Mother's Day Special: Baby, it's time to sleep
The lyrical charm of lullabies is forever green. On this Mother's Day, two songs are being released in three languages.
Three languages. Two songs. One reason. Mother’s day. One of these was written by a young pregnant woman. “I wrote it when I was expecting my first baby, when the first kicks came. That is an incredible feeling,” says writer Indu Lekshmi who then gave her lyrics to a composer friend Mikku Kavil. By the time her son was born, Indu had a rough version of her song Ninte imayonnu chimmave. It is later, after Indu had her second child that they decided to make a video for the song. Anija Jalan who had first met them with the idea of a short film, became the director of the music video. Sangeetha Sreekanth sang the song and actor Saranya Sasi who heard it asked if she could act. And so, a song called Rareeram got made, a lullaby that they’d release on Mother’s Day.
On the same day, Ramanathan Gopalakrishnan of the band ‘Ethnic Hymns’ would bring out a lullaby in Hindi and Tamil. The Malayali composer has teamed up with a Pune lyricist and a Malayali singer Urmila Varma to bring out Gaom mein lori in Hindi and Vizhiyil mayakkam in Tamil. “Reshmi Prabha had sent the original lyrics in Hindi and I wrote the Tamil version. It’s just that my previous works have been in multiple languages, teaming up with musicians in other languages, so it was easier to go for Tamil than Malayalam,” says the Chennai-based man. His first album ‘Experience the feel of India’ had veterans like Hariharan, Sankar Mahadevan, and popular names like Naresh Iyer, Chinmayi and Harini sing. “It had different Indian classical forms including Carnatic, Thiruppavai and Qawwali. The songs were in Hindi, Tamil, Malayalam, Telugu and Marathi.”
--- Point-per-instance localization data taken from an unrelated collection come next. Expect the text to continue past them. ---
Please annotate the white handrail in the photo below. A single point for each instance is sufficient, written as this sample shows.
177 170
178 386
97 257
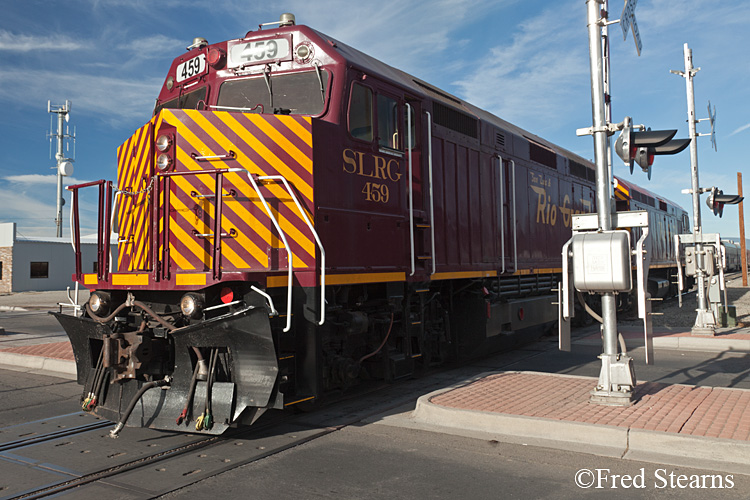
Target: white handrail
317 240
432 196
411 191
502 212
288 251
515 225
274 312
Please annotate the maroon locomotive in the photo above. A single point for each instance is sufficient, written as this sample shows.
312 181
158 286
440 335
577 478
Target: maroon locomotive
297 216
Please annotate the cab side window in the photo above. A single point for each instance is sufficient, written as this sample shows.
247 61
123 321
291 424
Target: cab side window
360 113
388 123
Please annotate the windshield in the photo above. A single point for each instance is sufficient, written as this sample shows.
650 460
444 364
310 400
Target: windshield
192 100
295 93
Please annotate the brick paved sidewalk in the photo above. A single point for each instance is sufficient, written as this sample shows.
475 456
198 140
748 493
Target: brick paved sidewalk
681 409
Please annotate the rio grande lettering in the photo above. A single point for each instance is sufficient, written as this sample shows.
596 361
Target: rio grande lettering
546 211
373 167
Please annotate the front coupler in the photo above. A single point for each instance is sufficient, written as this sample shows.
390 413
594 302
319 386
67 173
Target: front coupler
243 384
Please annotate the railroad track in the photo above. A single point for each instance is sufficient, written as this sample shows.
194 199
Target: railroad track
186 460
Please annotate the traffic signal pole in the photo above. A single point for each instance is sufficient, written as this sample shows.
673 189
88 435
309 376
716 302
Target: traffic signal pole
612 388
705 322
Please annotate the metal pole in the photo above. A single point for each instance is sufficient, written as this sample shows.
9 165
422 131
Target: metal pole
743 245
705 322
612 388
59 156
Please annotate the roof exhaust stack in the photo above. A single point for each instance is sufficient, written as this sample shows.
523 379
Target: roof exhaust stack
287 19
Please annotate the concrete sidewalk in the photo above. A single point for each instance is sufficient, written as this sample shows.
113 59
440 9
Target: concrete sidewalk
48 354
703 427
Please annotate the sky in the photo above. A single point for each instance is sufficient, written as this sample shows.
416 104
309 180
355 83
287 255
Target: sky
524 60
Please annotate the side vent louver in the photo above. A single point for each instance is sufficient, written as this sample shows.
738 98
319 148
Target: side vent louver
542 155
582 171
454 120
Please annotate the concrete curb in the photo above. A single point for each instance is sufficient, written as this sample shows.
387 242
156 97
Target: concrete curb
690 451
632 444
38 364
711 344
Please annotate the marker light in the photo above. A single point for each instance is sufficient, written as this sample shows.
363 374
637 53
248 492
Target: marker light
163 162
163 143
99 303
216 58
226 295
192 305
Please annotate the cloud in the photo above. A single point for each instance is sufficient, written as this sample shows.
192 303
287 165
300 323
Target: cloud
29 200
115 100
741 129
40 179
25 43
153 47
537 74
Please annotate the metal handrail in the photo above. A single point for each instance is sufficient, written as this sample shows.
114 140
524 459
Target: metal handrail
288 326
317 240
411 191
515 225
432 194
103 227
216 250
502 212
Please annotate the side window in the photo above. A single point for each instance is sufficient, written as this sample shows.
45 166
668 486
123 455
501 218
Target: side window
388 124
413 127
360 113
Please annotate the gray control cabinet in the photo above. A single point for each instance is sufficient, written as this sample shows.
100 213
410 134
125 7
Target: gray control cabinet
602 261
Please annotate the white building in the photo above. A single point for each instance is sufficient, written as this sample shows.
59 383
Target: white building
39 264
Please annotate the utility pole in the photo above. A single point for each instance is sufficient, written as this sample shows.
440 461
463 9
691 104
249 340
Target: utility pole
64 165
705 322
743 245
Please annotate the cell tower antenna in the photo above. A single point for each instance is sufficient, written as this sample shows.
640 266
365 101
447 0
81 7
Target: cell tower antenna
64 165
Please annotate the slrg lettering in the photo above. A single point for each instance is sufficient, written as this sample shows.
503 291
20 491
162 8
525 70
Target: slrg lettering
378 168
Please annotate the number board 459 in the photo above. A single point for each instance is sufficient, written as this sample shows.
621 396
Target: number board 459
246 53
190 68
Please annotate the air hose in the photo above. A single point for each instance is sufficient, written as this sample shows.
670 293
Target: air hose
149 385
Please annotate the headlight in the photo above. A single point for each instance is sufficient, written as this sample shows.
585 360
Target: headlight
163 162
192 305
163 143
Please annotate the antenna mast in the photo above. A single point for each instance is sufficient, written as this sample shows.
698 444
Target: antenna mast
64 165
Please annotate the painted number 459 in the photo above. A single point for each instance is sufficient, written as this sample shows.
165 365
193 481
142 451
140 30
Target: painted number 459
379 193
His second work with Chinmayi had been for charity. Ramanathan is now composing for a Hindi film to be directed by Prince Rampal. The lullaby song comes before that. “There is perhaps a lot of change in the way we do things but as long as there are children, there will be lullabies,” he says. Somehow with all the technology around you, you find it difficult to imagine the old picture of a mother singing a lullaby to her child. “That’s not true. I have sung lullabies for both my kids, and all the new mothers I know do it too,” Indu says.
The lullabies on YouTube are viewed a lot, Ramanathan says. “Perhaps mothers use it to learn new songs or play it for their kids. But there are few songs with videos.” That’s how Ram thought of making a video, and got his wife and their two-year-old son to act in it, to be released on May 13. In Indu’s song the video shows the bonding of a mother (Saranya) and her child in different stages of life, as the child grows up.